Quando A Rede Social chegou aos cinemas, no final do ano passado, pipocaram pela internet algumas tímidas comparações entre o filme de David Fincher e o clássico maior do cinema norte-americano, Cidadão Kane. Confesso que, na época, até por ter curiosamente revisto Kane na mesma semana em que assisti A Rede Social, fiquei um pouco fascinado por esse tipo de aproximação entre os filmes. Comprei a ideia mesmo e cheguei a pensar em escrever sobre o assunto no blog (algo que acabou não acontecendo). Penso que entender o porquê dessa comparação é fundamental para a compreensão da força que muitos não conseguiram enxergar em A Rede Social.
Cidadão Kane narra a trajetória de Charles Foster Kane, grande magnata das comunicações, homem de vida privada cheia de mistérios, que, ao morrer, deixa no ar um mistério: o significado de sua última palavra, "Rosebud". O filme de Orson Welles é construído em torno da investigação de um jornalista acerca do homem Charles Foster Kane, para além do mito (e o significado de "Rosebud" pode ser a chave para a compreensão do personagem). A Rede Social, por sua vez, apresenta a criação do Facebook, badalado e ultra-utilizado site de relacionamentos, a partir do relacionamento entre seus dois "pais", Mark Zuckerberg (Jesse Eisenberg) e o brasileiro Eduardo Saverin (Andrew Garfield). O filme do diretor David Fincher também é narrado em flashback, a partir do julgamento das duas ações judiciais movidas contra Zuckerberg (uma delas por Saverin).

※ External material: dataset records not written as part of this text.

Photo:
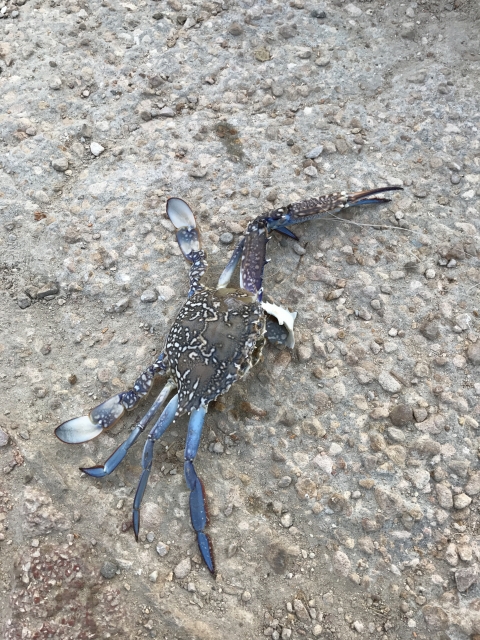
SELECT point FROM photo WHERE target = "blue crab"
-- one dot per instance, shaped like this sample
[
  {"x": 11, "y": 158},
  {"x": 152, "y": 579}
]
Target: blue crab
[{"x": 218, "y": 335}]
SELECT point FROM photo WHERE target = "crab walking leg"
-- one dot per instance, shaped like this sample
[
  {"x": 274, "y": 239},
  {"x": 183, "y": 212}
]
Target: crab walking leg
[
  {"x": 158, "y": 429},
  {"x": 198, "y": 502},
  {"x": 108, "y": 413},
  {"x": 119, "y": 454},
  {"x": 227, "y": 273}
]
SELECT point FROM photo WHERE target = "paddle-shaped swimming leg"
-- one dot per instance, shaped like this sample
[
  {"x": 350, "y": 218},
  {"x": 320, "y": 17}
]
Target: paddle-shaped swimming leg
[
  {"x": 119, "y": 454},
  {"x": 109, "y": 412}
]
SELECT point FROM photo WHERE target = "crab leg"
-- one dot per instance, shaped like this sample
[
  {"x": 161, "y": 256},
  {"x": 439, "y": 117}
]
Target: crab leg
[
  {"x": 188, "y": 240},
  {"x": 119, "y": 454},
  {"x": 198, "y": 502},
  {"x": 227, "y": 273},
  {"x": 159, "y": 428},
  {"x": 258, "y": 231},
  {"x": 108, "y": 413}
]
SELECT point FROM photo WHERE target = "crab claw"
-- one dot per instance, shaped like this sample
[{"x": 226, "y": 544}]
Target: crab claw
[
  {"x": 183, "y": 220},
  {"x": 284, "y": 317},
  {"x": 86, "y": 428}
]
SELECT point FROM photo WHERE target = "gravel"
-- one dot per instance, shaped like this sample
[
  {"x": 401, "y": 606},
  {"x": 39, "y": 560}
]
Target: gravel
[{"x": 347, "y": 463}]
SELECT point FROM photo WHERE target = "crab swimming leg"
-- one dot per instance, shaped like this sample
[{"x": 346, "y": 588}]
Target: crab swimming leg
[
  {"x": 158, "y": 429},
  {"x": 119, "y": 454},
  {"x": 198, "y": 501},
  {"x": 188, "y": 240},
  {"x": 110, "y": 411}
]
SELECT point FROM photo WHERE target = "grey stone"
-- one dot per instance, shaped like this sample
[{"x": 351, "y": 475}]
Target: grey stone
[
  {"x": 4, "y": 438},
  {"x": 96, "y": 149},
  {"x": 420, "y": 414},
  {"x": 444, "y": 496},
  {"x": 109, "y": 569},
  {"x": 395, "y": 434},
  {"x": 235, "y": 29},
  {"x": 121, "y": 305},
  {"x": 148, "y": 296},
  {"x": 23, "y": 300},
  {"x": 226, "y": 238},
  {"x": 389, "y": 383},
  {"x": 430, "y": 330},
  {"x": 472, "y": 488},
  {"x": 473, "y": 353},
  {"x": 459, "y": 467},
  {"x": 166, "y": 112},
  {"x": 162, "y": 549},
  {"x": 465, "y": 578},
  {"x": 315, "y": 152},
  {"x": 461, "y": 500},
  {"x": 435, "y": 617},
  {"x": 50, "y": 289},
  {"x": 60, "y": 164},
  {"x": 183, "y": 568}
]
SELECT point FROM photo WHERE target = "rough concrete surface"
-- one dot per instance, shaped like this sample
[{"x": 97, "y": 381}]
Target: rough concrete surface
[{"x": 342, "y": 477}]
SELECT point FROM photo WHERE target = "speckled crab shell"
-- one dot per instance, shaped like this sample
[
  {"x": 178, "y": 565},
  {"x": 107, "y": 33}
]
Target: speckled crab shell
[{"x": 217, "y": 336}]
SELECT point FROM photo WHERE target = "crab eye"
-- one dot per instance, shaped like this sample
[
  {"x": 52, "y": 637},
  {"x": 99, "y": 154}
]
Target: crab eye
[{"x": 180, "y": 213}]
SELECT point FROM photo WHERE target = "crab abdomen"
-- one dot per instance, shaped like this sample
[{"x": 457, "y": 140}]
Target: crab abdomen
[{"x": 212, "y": 342}]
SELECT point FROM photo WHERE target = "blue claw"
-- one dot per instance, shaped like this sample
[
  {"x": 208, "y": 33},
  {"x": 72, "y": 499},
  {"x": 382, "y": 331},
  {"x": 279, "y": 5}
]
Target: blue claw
[
  {"x": 206, "y": 550},
  {"x": 286, "y": 232}
]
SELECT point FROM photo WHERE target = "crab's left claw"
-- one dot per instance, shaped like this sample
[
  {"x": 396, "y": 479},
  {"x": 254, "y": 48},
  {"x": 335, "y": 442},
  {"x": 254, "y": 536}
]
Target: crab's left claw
[{"x": 285, "y": 318}]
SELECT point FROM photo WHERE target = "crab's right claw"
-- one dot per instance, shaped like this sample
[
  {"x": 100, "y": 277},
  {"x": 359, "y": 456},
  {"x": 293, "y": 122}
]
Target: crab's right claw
[
  {"x": 183, "y": 220},
  {"x": 86, "y": 428}
]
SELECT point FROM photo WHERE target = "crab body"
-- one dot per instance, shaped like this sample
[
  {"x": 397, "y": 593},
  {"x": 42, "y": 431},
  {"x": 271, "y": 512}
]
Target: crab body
[
  {"x": 213, "y": 342},
  {"x": 217, "y": 336}
]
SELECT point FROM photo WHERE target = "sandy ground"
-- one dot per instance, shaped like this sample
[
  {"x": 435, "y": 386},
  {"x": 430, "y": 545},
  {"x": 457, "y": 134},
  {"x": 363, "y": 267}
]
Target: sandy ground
[{"x": 343, "y": 476}]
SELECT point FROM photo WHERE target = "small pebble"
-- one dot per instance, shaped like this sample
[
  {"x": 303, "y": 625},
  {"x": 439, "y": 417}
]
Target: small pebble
[
  {"x": 286, "y": 520},
  {"x": 96, "y": 148},
  {"x": 235, "y": 29},
  {"x": 162, "y": 549},
  {"x": 226, "y": 238},
  {"x": 183, "y": 568},
  {"x": 314, "y": 153},
  {"x": 148, "y": 296},
  {"x": 108, "y": 570},
  {"x": 60, "y": 164}
]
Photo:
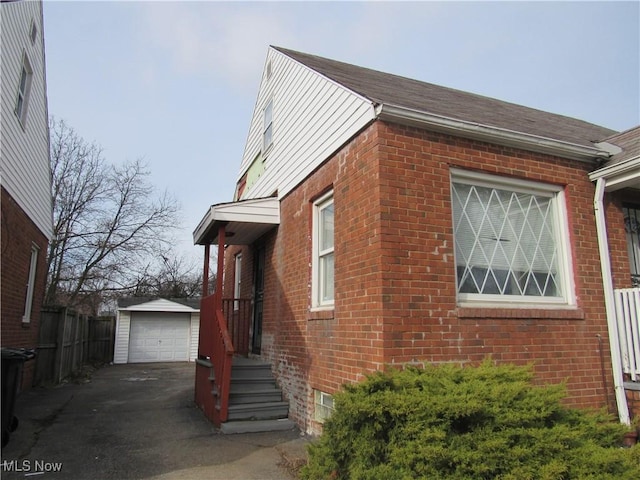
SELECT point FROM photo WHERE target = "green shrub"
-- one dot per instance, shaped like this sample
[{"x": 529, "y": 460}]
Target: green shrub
[{"x": 450, "y": 422}]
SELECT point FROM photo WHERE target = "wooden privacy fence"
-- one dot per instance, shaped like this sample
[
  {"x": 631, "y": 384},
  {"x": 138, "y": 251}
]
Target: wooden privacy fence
[{"x": 68, "y": 340}]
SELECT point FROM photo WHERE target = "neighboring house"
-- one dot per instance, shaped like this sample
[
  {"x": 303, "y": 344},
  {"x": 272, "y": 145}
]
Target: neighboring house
[
  {"x": 156, "y": 330},
  {"x": 382, "y": 221},
  {"x": 25, "y": 175}
]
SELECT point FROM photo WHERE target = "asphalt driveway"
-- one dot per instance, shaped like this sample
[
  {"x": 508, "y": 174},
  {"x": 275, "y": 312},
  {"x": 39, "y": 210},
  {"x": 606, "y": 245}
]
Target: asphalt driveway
[{"x": 136, "y": 422}]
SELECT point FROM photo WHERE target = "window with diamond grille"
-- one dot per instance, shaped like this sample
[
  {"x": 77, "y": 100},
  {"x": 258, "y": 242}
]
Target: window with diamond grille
[{"x": 508, "y": 240}]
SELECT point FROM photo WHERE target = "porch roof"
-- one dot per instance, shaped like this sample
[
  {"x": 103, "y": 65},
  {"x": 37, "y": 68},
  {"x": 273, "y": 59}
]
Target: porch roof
[{"x": 245, "y": 221}]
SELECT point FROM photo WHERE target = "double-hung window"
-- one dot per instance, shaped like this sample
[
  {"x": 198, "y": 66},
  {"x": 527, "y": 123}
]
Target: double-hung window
[
  {"x": 24, "y": 87},
  {"x": 323, "y": 258},
  {"x": 510, "y": 240}
]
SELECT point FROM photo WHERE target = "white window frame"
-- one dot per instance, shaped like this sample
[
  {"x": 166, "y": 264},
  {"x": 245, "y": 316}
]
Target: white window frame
[
  {"x": 267, "y": 127},
  {"x": 237, "y": 281},
  {"x": 24, "y": 89},
  {"x": 317, "y": 271},
  {"x": 561, "y": 230},
  {"x": 31, "y": 282},
  {"x": 323, "y": 405}
]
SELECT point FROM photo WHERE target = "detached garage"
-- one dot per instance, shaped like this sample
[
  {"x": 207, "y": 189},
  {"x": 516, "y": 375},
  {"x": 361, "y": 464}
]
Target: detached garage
[{"x": 156, "y": 330}]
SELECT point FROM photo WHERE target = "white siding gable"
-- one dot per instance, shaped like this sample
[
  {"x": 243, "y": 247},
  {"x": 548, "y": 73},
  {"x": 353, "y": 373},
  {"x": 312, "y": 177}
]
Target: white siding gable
[
  {"x": 312, "y": 118},
  {"x": 24, "y": 166}
]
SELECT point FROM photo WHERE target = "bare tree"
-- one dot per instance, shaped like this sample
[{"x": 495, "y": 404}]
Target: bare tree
[
  {"x": 172, "y": 276},
  {"x": 108, "y": 220}
]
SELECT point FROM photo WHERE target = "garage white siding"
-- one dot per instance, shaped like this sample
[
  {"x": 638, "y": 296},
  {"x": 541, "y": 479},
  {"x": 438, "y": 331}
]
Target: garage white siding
[
  {"x": 195, "y": 332},
  {"x": 159, "y": 337},
  {"x": 121, "y": 349},
  {"x": 157, "y": 330}
]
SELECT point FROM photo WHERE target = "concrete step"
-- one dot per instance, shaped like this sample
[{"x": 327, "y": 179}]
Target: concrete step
[
  {"x": 259, "y": 411},
  {"x": 242, "y": 394},
  {"x": 263, "y": 382},
  {"x": 255, "y": 426},
  {"x": 251, "y": 370}
]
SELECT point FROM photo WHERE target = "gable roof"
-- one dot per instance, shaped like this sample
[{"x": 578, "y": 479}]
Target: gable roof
[{"x": 393, "y": 90}]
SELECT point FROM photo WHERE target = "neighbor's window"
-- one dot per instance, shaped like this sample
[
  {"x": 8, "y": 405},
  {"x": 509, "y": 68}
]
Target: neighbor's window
[
  {"x": 323, "y": 258},
  {"x": 267, "y": 138},
  {"x": 24, "y": 87},
  {"x": 323, "y": 403},
  {"x": 632, "y": 227},
  {"x": 31, "y": 280},
  {"x": 510, "y": 240},
  {"x": 237, "y": 281}
]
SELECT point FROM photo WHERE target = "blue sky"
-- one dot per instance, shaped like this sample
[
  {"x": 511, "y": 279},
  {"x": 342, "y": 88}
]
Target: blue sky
[{"x": 175, "y": 83}]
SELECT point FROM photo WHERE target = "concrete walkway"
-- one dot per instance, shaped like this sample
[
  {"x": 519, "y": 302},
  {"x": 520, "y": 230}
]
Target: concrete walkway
[{"x": 137, "y": 422}]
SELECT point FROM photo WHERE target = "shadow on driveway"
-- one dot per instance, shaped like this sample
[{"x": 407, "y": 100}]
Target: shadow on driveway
[{"x": 135, "y": 422}]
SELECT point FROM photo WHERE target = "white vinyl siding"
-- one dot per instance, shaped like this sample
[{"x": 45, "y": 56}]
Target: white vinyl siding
[
  {"x": 25, "y": 170},
  {"x": 267, "y": 135},
  {"x": 159, "y": 310},
  {"x": 159, "y": 337},
  {"x": 195, "y": 332},
  {"x": 510, "y": 240},
  {"x": 314, "y": 117}
]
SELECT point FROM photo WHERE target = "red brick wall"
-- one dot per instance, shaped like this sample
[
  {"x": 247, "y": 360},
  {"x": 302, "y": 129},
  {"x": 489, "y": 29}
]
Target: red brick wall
[
  {"x": 425, "y": 323},
  {"x": 18, "y": 235},
  {"x": 395, "y": 298}
]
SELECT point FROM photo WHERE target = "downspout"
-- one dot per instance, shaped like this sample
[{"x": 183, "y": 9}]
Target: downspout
[{"x": 607, "y": 283}]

O que pode passar despercebido em A Rede Social é que o filme é muito mais sobre o seu protagonista do que sobre o Facebook ou o "espírito empreendedor americano". Zuckerberg, tal qual Kane, é uma figura ambígua, que causa no espectador um misto de repulsa e fascínio - e Jesse Eisenberg constrói essa dubiedade de forma magistral. Tal qual Kane, o sujeito se transforma em uma espécie de midas das comunicações, um jovem celebrado e cercado de puxa-sacos, mas que permanece como figura a ser decifrada. E, tal qual Kane, Zuckerberg também possui seu "Rosebud", elemento-chave para a compreensão de suas motivações (e que se materializa na brilhante cena final do filme).
Na noite de ontem, A Rede Social foi derrotado no Oscar pelo britânico O Discurso do Rei, como muitos já esperavam. O filme certinho, bonitinho, redondinho, sobre o rei gago George VI cativou os corações e mentes dos votantes, talvez ressabiados em premiar uma obra sobre um bando de adolescentes nerds dominando o mundo. Pois mesmo com sua estrutura clássica, sem grandes rompantes de criatividade, A Rede Social exala juventude e frescor, frente ao conservadorismo simpático do filme de Tom Hooper. E a Academia, depois de premiar uma série de filmes contemporâneos que discutem questões contemporâneas, inesperadamente decidiu que era o momento de dar um passo atrás, para laurear o tipo de obra que, durante muito tempo, foi taxada como "com cara de Oscar". Uma pena, mesmo que O Discurso do Rei seja inegavelmente um bom filme. Perdeu-se a oportunidade de celebrar um exemplar cinematográfico que fala do e para o nosso tempo, sem ser, para isso, um trabalho datado. Nisso, também, A Rede Social se aproxima de Cidadão Kane: ambos saíram derrotados do Oscar, diretamente para a história do cinema.